L’obiettivo della mia relazione sarà di verificare in che misura questo immaginario trovi riscontro nell’Iliade e fino a che punto possa considerarsi rappresentativo di un punto di vista condiviso fra i destinatari dell’epica greca arcaica. L’analisi di alcuni passaggi significativi del poema, fra loro irrelati, permetterà di ricostruire una serie di percezioni del tempo cosmico compatibili con il racconto esiodeo e suscettibile di articolarsi in tre momenti principali: 1) una fase post-iliadica (Il.
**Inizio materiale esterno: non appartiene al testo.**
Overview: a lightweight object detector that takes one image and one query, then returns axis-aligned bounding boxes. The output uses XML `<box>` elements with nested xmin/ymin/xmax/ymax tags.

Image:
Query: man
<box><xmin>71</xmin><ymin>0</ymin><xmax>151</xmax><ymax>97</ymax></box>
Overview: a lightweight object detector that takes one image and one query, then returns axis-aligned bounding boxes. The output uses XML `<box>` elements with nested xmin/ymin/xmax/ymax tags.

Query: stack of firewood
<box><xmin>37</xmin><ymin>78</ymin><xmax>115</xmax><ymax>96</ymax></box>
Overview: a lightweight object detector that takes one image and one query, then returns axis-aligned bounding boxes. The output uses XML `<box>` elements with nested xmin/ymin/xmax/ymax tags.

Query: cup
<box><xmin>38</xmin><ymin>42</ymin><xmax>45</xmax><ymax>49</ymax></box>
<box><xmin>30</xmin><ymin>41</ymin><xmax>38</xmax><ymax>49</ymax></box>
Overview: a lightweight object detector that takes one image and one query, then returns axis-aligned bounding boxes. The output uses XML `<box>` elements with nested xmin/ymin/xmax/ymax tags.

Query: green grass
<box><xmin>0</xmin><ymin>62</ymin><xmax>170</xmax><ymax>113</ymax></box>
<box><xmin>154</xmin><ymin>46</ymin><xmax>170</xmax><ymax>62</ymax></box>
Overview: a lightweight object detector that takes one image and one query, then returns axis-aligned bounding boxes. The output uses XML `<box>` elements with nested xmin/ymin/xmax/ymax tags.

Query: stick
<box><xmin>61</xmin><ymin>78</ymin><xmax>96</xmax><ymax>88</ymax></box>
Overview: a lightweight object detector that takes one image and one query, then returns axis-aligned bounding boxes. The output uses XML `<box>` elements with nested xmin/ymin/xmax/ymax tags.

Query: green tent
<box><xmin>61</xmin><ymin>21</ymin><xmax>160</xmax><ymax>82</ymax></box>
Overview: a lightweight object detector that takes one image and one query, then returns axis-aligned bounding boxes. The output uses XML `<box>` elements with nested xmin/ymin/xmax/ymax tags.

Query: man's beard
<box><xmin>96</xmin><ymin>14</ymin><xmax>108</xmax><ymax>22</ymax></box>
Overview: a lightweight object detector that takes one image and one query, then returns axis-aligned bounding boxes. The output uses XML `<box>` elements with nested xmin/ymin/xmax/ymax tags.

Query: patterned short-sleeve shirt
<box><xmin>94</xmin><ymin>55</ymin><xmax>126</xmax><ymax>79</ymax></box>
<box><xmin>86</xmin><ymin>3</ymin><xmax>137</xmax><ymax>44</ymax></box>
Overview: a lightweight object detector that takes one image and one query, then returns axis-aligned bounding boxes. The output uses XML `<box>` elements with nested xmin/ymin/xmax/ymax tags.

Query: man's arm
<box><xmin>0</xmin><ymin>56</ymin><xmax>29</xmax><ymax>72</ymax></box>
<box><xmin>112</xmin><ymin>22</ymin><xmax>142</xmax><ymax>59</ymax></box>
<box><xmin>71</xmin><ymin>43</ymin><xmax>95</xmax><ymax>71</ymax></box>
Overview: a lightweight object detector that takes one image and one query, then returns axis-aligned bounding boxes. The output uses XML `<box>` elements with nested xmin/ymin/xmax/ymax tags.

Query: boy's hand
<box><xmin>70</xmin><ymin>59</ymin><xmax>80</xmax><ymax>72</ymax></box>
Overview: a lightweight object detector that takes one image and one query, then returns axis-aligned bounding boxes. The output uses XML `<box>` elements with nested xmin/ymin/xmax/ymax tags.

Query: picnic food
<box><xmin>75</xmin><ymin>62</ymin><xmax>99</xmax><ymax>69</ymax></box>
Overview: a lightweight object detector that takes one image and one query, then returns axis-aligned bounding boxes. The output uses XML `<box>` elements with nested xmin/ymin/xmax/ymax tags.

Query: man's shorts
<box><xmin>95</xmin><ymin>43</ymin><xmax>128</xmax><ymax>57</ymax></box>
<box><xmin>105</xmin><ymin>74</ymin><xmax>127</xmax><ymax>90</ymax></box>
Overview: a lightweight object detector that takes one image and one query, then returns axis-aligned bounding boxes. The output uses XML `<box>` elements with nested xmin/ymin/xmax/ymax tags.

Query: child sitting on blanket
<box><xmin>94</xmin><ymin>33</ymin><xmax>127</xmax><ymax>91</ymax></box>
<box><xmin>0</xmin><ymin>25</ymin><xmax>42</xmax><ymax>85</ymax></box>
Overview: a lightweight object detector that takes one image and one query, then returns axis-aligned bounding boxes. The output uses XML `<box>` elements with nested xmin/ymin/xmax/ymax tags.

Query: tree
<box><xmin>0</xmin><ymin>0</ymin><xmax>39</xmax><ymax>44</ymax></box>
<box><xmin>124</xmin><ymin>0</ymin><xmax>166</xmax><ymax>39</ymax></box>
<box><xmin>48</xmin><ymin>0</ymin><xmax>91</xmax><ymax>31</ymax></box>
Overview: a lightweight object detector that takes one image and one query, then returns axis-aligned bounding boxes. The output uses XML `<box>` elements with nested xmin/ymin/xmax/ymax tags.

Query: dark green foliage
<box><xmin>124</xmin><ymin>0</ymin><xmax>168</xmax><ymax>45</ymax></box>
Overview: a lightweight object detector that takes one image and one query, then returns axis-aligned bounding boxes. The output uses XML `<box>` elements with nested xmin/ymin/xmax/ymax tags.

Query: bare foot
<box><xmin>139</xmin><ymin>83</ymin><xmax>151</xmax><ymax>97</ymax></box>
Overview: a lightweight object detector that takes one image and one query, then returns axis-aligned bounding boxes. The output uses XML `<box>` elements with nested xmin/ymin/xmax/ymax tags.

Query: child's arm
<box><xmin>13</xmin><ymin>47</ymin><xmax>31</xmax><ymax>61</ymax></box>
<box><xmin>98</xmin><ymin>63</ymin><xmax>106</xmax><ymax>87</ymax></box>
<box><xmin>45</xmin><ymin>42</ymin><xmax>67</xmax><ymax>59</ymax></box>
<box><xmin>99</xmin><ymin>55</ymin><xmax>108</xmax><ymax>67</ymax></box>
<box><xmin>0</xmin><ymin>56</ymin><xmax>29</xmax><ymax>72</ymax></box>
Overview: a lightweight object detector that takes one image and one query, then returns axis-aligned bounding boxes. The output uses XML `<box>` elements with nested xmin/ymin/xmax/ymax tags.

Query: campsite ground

XII 10-33, V 302-4, XII 379-83, 445-9, XX 285-7), caratterizzata dall’avvento di una generazione di uomini depotenziati che non conoscono eroi, se non come oggetti di una memoria ancestrale risalente alla guerra di Troia (in convergenza con quanto narrato a proposito della quarta e quinta età esiodee); 2) una fase pre-iliadica, posteriore all’affermazione dell’ordine di Zeus sull’Olimpo (Il. I 396-406, V 392-404, VI 129-40, XV 18-30, XVIII 394-409, XXI 442-57), caratterizzata da costanti tensioni tra gli esseri sovraumani, suscettibili di arrivare fino all’oltraggio del corpo divino, talora inflitto da uomini (in convergenza con quanto narrato a proposito della seconda e terza età esiodee); 3) una condizione originaria di fertilità della terra e degli armenti, denotata come pre-iliadica, ma non chiaramente situata in termini temporali (Il. IX 533-42), comparabile con quanto evocato nell’età dell’oro esiodea.
A fronte di queste analogie, le differenze tra l’immaginario iliadico e l’immaginario esiodeo saranno rintracciate nella diversa modalità di trattamento del tema. Le diverse percezioni del tempo cosmico risulteranno veicolate da immagini irrelate di essere umani e sovraumani in azione nell’Iliade; viceversa, risulteranno sinteticamente evocate, per il tramite di allusioni generalizzanti e apocalittiche sull’avvicendarsi delle generazioni umane e sulla loro sorte post mortem, nell’epica esiodea. Si tenterà di spiegare queste differenze come l’esito di un processo di differenziazione, sopraggiunto nella tradizione epica, a partire da un immaginario più antico di cui si colgono le tracce, almeno nell’Iliade, per il tramite della comparazione archeologica. La costante ambientazione dell’oltraggio al corpo divino sullo sfondo di architetture grandiose alle soglie della distruzione, porterà a riflettere alla possibilità di rintracciarvi un immaginario d’implosione della civiltà dei palazzi micenei, sedimentato nella memoria epica nel corso dei secoli (noti archeologicamente come Dark Ages) che seguono il crollo dei palazzi stessi (XIII-XII sec. a.C.). Si cercherà così di mostrare, riprendendo spunti della riflessione dell’antropologo Ernesto de Martino, come la crisi di una civiltà si sia tradotta in un immaginario di fine del mondo o, piuttosto, di ripetute immagini di fine del mondo, reciprocamente isolate nell’Iliade in plurime evocazioni narrative, articolate in un discorso strutturato sotto forma di cosmologia e successioni di età nell’epica esiodea.